Know the Law: Can I Be Sued By My Commissioned Salespeople for Overtime Pay?

Published: Union Leader
November 24, 2019

Question: I have been reading about Massachusetts retail sales and automobile sales employees suing their employers for overtime pay.  I pay my New Hampshire sales employees on commission, and with the holiday season upon us, many will choose to work overtime. Am I at risk?

Answer: In May 2019, Massachusetts’ highest court decided Sullivan v. Sleepy’s LLC, SJC-12542, a class action by individuals who sold mattresses on commission. The law in Massachusetts is a bit different than in New Hampshire, which follows federal law when it comes to exemptions.

New Hampshire automobile dealers and other businesses who pay employees on commission for retail sales should review the law with their employment counsel to make sure they are properly taking advantage of exemptions which might apply.

However, inside sales persons outside of the consumer retail context are not exempt and are entitled to receive time and one half their regular rate of pay for each hour worked in excess of 40 in a workweek.

Many businesses incorrectly assume that commissioned salespeople are exempt from the minimum wage and overtime provisions of the Fair Labor Standards (“FLSA”). This is not the case. Only bona fide outside sales employees are exempt.

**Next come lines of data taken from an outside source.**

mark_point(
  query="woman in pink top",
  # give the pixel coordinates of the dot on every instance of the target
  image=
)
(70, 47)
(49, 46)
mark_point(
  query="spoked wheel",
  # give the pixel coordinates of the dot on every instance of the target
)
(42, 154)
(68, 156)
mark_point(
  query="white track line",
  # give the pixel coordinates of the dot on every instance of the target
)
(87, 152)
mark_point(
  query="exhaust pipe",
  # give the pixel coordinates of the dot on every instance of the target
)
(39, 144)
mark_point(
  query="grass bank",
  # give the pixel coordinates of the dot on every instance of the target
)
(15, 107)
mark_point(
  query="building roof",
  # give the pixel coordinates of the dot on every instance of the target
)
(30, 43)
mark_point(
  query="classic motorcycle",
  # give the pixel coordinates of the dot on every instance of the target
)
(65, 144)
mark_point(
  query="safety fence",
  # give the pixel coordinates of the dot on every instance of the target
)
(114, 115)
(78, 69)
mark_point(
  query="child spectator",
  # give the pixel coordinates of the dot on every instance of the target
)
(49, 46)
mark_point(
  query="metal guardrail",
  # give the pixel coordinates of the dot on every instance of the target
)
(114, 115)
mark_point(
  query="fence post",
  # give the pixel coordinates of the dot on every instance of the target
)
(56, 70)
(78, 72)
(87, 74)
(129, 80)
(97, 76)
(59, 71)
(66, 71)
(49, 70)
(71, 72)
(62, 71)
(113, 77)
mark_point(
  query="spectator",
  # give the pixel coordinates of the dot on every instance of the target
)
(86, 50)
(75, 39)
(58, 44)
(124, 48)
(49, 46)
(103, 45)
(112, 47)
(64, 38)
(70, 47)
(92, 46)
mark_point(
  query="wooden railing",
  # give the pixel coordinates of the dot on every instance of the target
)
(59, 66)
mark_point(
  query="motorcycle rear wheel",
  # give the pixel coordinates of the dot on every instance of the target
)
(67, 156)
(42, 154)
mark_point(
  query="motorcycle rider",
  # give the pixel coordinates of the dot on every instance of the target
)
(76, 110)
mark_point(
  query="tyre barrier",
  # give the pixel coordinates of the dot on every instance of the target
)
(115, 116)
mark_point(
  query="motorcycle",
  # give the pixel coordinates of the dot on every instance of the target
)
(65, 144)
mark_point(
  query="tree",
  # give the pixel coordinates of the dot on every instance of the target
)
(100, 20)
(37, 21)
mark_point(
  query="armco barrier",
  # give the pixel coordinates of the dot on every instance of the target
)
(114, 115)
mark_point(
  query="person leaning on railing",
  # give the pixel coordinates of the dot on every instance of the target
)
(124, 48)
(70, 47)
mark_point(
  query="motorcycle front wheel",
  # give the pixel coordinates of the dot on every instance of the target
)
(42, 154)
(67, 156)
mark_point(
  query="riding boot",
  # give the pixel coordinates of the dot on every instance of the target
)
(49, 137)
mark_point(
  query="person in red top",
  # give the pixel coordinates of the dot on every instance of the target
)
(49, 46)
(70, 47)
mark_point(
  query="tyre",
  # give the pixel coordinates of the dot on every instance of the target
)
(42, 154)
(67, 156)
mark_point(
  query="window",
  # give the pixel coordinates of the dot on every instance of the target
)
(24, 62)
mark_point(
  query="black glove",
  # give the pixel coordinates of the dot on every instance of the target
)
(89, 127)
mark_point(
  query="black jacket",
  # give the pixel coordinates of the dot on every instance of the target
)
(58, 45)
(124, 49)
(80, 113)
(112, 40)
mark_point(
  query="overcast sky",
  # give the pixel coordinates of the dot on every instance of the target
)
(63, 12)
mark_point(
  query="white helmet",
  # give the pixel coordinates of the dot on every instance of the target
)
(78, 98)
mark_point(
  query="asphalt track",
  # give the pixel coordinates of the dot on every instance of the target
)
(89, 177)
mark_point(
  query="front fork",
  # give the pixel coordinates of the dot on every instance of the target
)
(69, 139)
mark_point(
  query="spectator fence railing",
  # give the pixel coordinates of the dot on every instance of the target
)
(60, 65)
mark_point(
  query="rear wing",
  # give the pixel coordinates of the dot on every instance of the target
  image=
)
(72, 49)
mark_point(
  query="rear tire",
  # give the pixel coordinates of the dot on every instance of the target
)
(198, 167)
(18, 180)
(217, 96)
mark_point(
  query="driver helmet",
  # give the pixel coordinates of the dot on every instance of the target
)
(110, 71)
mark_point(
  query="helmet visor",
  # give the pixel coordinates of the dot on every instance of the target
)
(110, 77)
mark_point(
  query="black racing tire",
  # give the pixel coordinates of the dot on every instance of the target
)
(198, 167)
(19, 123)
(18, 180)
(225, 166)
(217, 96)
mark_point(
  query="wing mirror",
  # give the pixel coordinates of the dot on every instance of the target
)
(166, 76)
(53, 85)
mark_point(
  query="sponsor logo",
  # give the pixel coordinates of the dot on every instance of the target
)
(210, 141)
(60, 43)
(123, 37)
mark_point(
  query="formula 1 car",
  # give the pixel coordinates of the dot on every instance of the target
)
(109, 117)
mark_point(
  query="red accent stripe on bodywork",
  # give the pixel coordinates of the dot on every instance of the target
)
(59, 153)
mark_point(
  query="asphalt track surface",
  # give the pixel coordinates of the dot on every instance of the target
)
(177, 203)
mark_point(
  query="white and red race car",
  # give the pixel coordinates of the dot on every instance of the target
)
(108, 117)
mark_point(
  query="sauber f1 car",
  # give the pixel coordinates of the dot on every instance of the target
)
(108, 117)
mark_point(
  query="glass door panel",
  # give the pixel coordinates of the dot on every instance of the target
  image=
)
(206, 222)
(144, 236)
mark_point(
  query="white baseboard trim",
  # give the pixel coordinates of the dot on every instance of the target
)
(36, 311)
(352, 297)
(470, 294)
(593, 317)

Outside sales employees are those who are customarily and regularly away from their place of work making sales. These are employees who are primarily traveling to customers’ locations to peddle the wares, whether products or services, of their employers.

Employees who make sales or take orders by phone or computer, whether from their employer’s brick-and-mortar location or from their home office, are not exempt. They must keep track of their hours of work and report the hours to their employer. They must receive minimum wage for every hour of work, even if they earn no commission in that work week. They must also receive time and one half their regular rate of pay for overtime. The regular rate is calculated by adding all wages (hourly pay, salary, commissions and non-discretionary bonuses) and dividing by the number of hours of work. This can be a complicated analysis with several alternative methods of calculation.

All employers who pay employees on commission should review their pay practices to make sure they are in compliance with state and federal law. This is a complex area of the law with significant risk of error, and consultation with counsel is recommended.